Am Ende seines Mandats wird er seinem Nachfolger zur Verfügung stehen bleiben, der ihn nacheinander der Pfarrei Elimo- Santu und dann der Bezirk der Provinz Europa in der Region Belgien hier in der Pfarrei St. Johannes der Täufer in Molenbeek zuweist. Für viele Gemeindemitglieder bleibt er in all den Jahren, die er hier verbrachte, eine stille Kraft. Ein Seelsorger, dem man vertrauen konnte, weil er eine richtige Wahrnehmung von Menschen, Dingen und Ereignissen hatte. Die kleinen Ratschläge, die er in die Ohren derer zu flüstern wusste, die ihn darum baten, waren immer voller Weisheit und Glaubensstärke. Sie konnten es überprüfen, meine Mitbrüder und ich konnten es auch überprüfen und ausnutzen. Alles hatte für ihn immer einen Ausweg, vorausgesetzt, wir leben in Frieden und gegenseitigem Respekt zusammen.

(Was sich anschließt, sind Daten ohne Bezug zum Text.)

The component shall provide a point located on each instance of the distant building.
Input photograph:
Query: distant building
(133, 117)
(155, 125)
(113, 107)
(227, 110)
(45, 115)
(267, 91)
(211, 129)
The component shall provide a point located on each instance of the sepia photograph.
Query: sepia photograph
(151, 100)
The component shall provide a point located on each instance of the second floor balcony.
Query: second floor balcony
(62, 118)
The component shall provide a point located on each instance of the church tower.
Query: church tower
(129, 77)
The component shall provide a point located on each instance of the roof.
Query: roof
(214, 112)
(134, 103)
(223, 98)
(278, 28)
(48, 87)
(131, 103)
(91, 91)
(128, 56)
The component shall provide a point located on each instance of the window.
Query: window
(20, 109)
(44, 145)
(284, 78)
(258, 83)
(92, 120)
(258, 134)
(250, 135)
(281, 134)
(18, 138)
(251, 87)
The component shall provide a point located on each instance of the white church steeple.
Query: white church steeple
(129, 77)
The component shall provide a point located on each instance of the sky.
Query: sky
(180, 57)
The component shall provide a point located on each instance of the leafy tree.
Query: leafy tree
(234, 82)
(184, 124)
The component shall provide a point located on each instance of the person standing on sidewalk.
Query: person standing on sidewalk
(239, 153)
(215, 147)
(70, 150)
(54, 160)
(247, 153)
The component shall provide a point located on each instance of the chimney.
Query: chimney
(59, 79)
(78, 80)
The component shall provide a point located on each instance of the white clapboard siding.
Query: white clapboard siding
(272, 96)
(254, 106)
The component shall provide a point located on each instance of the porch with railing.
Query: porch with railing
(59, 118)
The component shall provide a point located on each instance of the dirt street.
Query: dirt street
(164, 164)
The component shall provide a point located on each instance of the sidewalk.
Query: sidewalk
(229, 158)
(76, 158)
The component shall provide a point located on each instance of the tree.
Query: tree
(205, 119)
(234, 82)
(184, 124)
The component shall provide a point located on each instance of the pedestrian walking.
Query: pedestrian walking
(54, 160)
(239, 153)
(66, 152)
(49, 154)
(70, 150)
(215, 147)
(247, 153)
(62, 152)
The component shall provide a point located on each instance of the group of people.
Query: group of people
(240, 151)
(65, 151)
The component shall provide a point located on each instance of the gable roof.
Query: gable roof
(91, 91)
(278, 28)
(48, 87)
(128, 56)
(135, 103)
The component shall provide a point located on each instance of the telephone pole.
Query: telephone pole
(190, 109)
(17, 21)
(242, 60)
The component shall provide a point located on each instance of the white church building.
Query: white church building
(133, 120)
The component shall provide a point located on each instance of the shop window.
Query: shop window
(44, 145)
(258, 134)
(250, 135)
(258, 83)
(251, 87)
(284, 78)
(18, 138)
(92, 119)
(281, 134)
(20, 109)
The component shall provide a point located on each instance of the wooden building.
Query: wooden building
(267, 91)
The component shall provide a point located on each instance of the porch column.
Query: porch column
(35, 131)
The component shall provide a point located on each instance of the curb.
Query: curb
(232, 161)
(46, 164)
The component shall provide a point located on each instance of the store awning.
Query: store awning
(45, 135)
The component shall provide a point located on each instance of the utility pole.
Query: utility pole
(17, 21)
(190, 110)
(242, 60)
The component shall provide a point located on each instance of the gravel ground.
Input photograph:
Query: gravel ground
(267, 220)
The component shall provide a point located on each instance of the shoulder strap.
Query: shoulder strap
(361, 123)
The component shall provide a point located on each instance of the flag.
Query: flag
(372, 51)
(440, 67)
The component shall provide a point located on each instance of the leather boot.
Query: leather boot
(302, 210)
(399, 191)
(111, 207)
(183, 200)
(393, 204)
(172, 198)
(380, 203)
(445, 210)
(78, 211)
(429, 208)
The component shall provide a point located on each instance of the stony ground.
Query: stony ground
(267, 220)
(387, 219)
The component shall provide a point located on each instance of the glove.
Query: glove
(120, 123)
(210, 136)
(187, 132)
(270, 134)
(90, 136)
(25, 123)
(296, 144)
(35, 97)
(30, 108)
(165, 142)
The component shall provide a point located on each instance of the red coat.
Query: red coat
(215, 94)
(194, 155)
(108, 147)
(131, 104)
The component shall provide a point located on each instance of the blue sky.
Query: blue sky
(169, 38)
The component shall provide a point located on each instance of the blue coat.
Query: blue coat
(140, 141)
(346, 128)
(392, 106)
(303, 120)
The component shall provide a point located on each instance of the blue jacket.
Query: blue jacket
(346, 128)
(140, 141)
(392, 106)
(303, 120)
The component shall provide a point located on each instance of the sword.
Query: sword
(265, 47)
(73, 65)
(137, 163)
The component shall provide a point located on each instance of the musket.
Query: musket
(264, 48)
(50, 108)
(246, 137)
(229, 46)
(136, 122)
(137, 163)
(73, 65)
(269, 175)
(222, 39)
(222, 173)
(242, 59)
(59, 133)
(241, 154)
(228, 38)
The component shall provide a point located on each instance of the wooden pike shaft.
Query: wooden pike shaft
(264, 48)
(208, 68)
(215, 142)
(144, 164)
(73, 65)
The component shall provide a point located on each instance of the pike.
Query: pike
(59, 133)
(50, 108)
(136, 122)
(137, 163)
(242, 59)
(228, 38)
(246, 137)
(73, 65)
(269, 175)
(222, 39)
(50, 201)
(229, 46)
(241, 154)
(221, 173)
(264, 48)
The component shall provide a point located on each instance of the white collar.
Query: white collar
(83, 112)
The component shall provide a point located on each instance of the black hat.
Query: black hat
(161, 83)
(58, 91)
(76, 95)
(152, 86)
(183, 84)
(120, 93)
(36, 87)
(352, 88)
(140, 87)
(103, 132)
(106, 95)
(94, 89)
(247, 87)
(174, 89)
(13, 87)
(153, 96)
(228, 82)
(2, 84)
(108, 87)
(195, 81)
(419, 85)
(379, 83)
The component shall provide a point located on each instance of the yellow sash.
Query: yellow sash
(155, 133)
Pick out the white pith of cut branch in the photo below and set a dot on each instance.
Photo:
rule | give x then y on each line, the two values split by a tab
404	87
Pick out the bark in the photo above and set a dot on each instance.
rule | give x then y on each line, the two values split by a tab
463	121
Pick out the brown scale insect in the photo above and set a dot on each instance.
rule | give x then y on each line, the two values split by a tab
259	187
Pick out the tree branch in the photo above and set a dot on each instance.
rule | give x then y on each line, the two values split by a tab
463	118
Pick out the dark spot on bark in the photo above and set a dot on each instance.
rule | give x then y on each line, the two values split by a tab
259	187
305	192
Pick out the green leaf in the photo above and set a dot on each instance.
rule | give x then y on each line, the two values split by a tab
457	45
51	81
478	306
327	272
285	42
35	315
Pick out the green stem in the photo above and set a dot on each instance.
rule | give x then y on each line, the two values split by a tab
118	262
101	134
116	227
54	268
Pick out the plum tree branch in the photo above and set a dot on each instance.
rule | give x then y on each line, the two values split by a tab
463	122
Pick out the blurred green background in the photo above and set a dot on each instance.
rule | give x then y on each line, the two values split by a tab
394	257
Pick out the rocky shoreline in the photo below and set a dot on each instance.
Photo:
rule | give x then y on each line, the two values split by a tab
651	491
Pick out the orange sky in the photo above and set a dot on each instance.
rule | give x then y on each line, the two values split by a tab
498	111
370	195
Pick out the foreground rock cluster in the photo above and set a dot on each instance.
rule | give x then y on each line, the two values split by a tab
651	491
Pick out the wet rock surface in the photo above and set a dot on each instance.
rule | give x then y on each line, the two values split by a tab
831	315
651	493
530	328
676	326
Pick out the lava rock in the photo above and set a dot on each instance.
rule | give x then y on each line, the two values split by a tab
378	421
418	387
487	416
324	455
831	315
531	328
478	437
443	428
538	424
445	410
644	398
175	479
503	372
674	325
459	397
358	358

Ein Aspekt seines Lebens, der uns jedoch entgangen ist und über den wir wenige Informationen hatten, war seine Sensibilität für Gerechtigkeit und evangelische Gerechtigkeit. Neben der Zeit, die er in der Pfarrei investierte, widmete er sein Leben auch der Arbeit für Gerechtigkeit und Frieden und der Bewahrung der Schöpfung, indem er im vergangenen Jahr den belgischen Zweig von Vivat International gründete, einer regierungsunabhängigen Organisation (NGO), die bei den Vereinten Nationen beratenden Status hat. In seiner langen und mühsamen Arbeit ist es ihm gelungen, mehrere Ordensgemeinschaften um die Unterstützung von Gerechtigkeit, Harmonie und Versöhnung in der Welt zu vereinen, um die Würde der Ärmsten wiederherzustellen, ein besseres Verständnis zwischen den Völkern zu gewährleisten und effektiver für ökologische Nachhaltigkeit zu arbeiten. Ein Ameisenwerk, mit dem er sich nicht brüstete. Aber eine Arbeit, die heute von vielen Menschen begrüßt wird.

Insgesamt zeichnete sich Pater Jean-Jacques dadurch aus, dass er die verschiedenen Verpflichtungen und Dienste in einer verblüffenden Ruhe ausführte, die den Provokateuren auf allen Seiten unerschütterlich trotzte. Als lebenslustiger Mensch und als guter Ordensmann schätzte er das Gemeinschaftsleben und die gut erledigten Aufgaben. Sicherlich war er kein guter Koch, aber er hatte eine Vorliebe für wohlschmeckende Gerichte. Die Provinz Kongo-Kinshasa hat mich wissen lassen, dass alle, die ihn kannten, sich immer daran erinnern werden, was er war: ein Mitbruder und ein Priester von unfehlbarer Heiterkeit, immer bereit, zum Dienst zu stehen, um den Dialog, das Verständnis und die Freude um ihn herum zu fördern. Man wird sich auch an ihn wegen seiner respektvollen Haltung gegenüber den offiziellen Autoritäten erinnern. Jean-Jacques war ein Missionarspriester mit verschiedenen und vielfältigen Projekten, getragen von der Sorge um die Verbesserung der Lebensbedingungen seiner Mitbrüder und der Bedürftigen!

Er wurde am Dreikönigstag des Herrn von unserer Liebe entnommen, möge er nun voll in sein Licht eingehen und den Lohn für all seine Mühen und für sein Zeugnis erhalten. Du wirst für immer ein Bruder für uns und ein großer Missionar bleiben. Danke, Jean-Jacques!